Ich persönlich bin überzeugt, dass wir ein gutes Verhandlungsergebnis erzielt haben. Wir konnten das Prinzip einführen, wonach eine Adaptierung des Statutes nur mehr im Einvernehmen erfolgen kann. Es gibt aber Zweifel, die sich aus den für Südtirol unguten Erfahrungen der Rechtsprechung des Verfassungsgerichts seit 2001 speisen. Ich glaube, dass es eine Chance gibt, uns mit der Klausel vor einer zentralistischen Verfassung abzusichern – wenngleich auch die geäußerten Bedenken nachvollziehbar sind.
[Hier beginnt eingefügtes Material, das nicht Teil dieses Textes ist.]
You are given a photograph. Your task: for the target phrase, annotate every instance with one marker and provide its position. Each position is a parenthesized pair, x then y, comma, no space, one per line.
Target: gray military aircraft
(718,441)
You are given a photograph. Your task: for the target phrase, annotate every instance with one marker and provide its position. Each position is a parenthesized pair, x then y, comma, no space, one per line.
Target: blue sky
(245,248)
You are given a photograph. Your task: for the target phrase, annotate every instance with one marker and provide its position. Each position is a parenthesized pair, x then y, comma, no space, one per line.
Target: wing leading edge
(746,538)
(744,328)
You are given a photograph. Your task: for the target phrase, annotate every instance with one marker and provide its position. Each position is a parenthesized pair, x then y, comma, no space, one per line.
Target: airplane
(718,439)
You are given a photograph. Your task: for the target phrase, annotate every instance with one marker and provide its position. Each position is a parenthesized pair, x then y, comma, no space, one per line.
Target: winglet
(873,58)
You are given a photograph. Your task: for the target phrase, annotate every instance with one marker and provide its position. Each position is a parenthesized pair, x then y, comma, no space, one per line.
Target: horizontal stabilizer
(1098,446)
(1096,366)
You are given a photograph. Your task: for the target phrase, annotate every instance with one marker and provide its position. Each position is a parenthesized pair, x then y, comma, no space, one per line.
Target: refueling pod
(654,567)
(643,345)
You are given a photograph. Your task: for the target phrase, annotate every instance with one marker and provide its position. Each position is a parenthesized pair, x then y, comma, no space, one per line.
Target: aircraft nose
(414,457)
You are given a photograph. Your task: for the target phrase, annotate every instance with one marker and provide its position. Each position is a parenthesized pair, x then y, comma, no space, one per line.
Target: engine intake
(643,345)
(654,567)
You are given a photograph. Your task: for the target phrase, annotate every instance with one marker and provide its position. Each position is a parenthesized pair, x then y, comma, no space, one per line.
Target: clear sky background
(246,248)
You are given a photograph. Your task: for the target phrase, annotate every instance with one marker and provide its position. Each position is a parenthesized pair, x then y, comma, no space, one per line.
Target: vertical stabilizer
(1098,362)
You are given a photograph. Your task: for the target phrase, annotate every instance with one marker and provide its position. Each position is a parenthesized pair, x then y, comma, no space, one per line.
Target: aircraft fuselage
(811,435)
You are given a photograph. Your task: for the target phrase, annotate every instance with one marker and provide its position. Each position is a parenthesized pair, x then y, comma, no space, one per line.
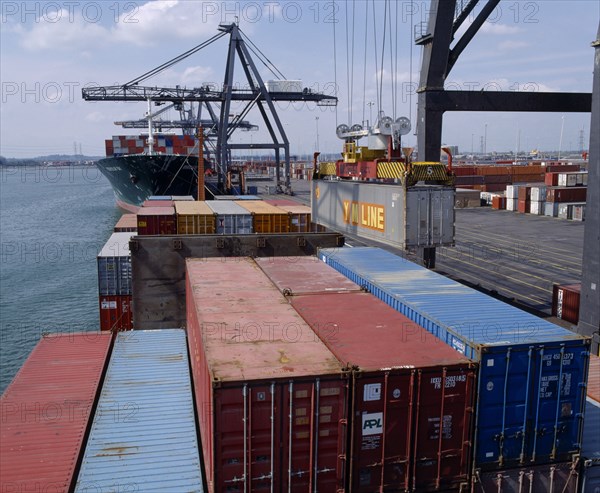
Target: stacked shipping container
(143,437)
(271,398)
(590,451)
(532,373)
(46,412)
(114,283)
(411,396)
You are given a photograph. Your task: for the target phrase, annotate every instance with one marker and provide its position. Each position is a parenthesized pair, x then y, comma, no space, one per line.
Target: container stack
(231,218)
(565,301)
(532,374)
(114,283)
(46,412)
(271,398)
(590,451)
(121,145)
(143,436)
(412,396)
(194,218)
(126,224)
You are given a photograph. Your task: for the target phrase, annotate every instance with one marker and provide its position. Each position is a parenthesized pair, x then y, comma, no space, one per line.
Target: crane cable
(335,62)
(376,67)
(383,53)
(173,61)
(262,57)
(365,62)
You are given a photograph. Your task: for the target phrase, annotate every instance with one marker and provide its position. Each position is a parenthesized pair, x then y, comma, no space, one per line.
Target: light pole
(370,105)
(317,124)
(562,126)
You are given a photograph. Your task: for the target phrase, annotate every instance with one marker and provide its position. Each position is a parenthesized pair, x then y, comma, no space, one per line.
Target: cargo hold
(532,373)
(46,412)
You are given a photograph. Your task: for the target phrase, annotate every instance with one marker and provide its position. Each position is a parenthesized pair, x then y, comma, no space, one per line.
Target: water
(53,223)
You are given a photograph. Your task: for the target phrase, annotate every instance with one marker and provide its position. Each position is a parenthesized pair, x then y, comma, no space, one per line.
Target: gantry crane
(255,94)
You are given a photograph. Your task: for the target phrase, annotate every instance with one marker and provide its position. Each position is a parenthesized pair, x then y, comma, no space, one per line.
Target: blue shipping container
(143,436)
(590,452)
(529,405)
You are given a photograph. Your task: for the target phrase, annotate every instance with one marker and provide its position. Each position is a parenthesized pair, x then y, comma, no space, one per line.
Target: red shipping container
(593,388)
(565,301)
(412,395)
(551,179)
(158,203)
(127,224)
(46,411)
(562,168)
(115,313)
(399,370)
(271,398)
(498,202)
(157,221)
(524,193)
(566,194)
(524,206)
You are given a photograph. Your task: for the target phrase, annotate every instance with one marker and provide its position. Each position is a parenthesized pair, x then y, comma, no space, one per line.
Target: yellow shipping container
(266,218)
(194,218)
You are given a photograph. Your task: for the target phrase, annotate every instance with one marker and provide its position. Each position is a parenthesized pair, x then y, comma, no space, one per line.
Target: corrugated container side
(115,313)
(304,275)
(271,398)
(565,301)
(157,221)
(114,266)
(412,396)
(532,373)
(562,477)
(126,224)
(300,217)
(231,217)
(194,218)
(267,218)
(46,411)
(143,436)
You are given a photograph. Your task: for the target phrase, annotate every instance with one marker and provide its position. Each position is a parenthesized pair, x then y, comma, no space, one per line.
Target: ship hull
(136,177)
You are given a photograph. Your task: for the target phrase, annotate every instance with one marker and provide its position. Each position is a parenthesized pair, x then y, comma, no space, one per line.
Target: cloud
(150,24)
(512,45)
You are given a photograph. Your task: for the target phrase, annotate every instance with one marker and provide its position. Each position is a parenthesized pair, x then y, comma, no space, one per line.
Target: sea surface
(53,223)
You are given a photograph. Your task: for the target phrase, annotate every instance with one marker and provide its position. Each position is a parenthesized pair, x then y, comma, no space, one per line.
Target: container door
(381,432)
(556,413)
(246,451)
(505,389)
(442,445)
(313,440)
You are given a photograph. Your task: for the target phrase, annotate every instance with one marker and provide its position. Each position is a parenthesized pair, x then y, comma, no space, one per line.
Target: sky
(49,51)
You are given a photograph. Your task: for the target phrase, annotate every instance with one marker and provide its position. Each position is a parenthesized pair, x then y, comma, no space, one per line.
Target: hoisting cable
(262,57)
(335,62)
(365,61)
(173,61)
(385,6)
(352,65)
(376,67)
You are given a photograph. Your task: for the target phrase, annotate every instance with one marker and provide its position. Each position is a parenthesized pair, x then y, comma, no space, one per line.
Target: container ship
(136,174)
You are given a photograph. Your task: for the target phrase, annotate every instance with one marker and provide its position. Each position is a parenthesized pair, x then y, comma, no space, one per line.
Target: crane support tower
(255,94)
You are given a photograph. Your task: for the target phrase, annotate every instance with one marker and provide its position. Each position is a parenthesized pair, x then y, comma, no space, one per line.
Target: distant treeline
(55,158)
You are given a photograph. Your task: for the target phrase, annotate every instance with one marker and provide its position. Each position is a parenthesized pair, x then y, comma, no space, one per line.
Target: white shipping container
(512,204)
(538,207)
(284,85)
(551,209)
(538,193)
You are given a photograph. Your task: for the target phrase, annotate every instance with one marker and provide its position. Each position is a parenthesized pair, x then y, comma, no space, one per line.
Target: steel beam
(589,308)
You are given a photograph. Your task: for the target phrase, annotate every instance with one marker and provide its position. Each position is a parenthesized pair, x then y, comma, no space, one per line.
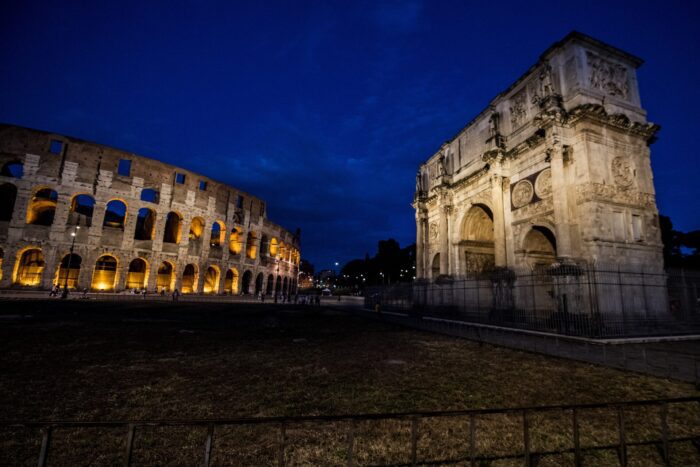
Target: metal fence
(669,428)
(563,299)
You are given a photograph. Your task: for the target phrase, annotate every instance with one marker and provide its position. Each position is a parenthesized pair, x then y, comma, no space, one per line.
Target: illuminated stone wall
(48,182)
(556,168)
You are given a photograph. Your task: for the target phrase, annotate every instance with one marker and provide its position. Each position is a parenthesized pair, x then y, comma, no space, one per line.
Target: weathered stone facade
(143,223)
(557,168)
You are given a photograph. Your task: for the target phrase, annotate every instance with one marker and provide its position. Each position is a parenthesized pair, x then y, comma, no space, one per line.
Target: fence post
(45,445)
(208,445)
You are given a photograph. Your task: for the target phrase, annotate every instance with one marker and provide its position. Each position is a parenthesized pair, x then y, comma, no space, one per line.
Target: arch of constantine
(132,223)
(556,169)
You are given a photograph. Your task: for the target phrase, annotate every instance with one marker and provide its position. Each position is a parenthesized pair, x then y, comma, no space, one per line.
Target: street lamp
(64,294)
Wie bewerten Sie andere Punkte der Verfassungsreform?
Ich sehe die Abschaffung des perfekten Bikameralismus als sehr positiv an, während ich andere Bereiche kritisch sehe. Doch für uns gibt es nur einen Gradmesser – und das ist die Schutzklausel.
Kann sich die SVP denn leisten, nicht für ein Ja zu werben, ohne die guten Beziehungen zur Regierung Renzi aufs Spiel zu setzen?
Es gibt Leute, die sagen: „Ihr könnt nicht anders, ihr seid gebunden oder weiß ich was.“ Das stimmt nicht. Unabhängig von unserer Wahlallianz vertritt jede Partei bestimmte Grundprinzipien, die sie ohne Wenn und Aber verteidigt. Die Autonomie ist die DNA unserer Partei – Abkommen hin oder her. Deshalb sind wir selbstverständlich frei zu entscheiden, wie wir uns in dieser autonomiepolitisch so wichtigen Frage positionieren.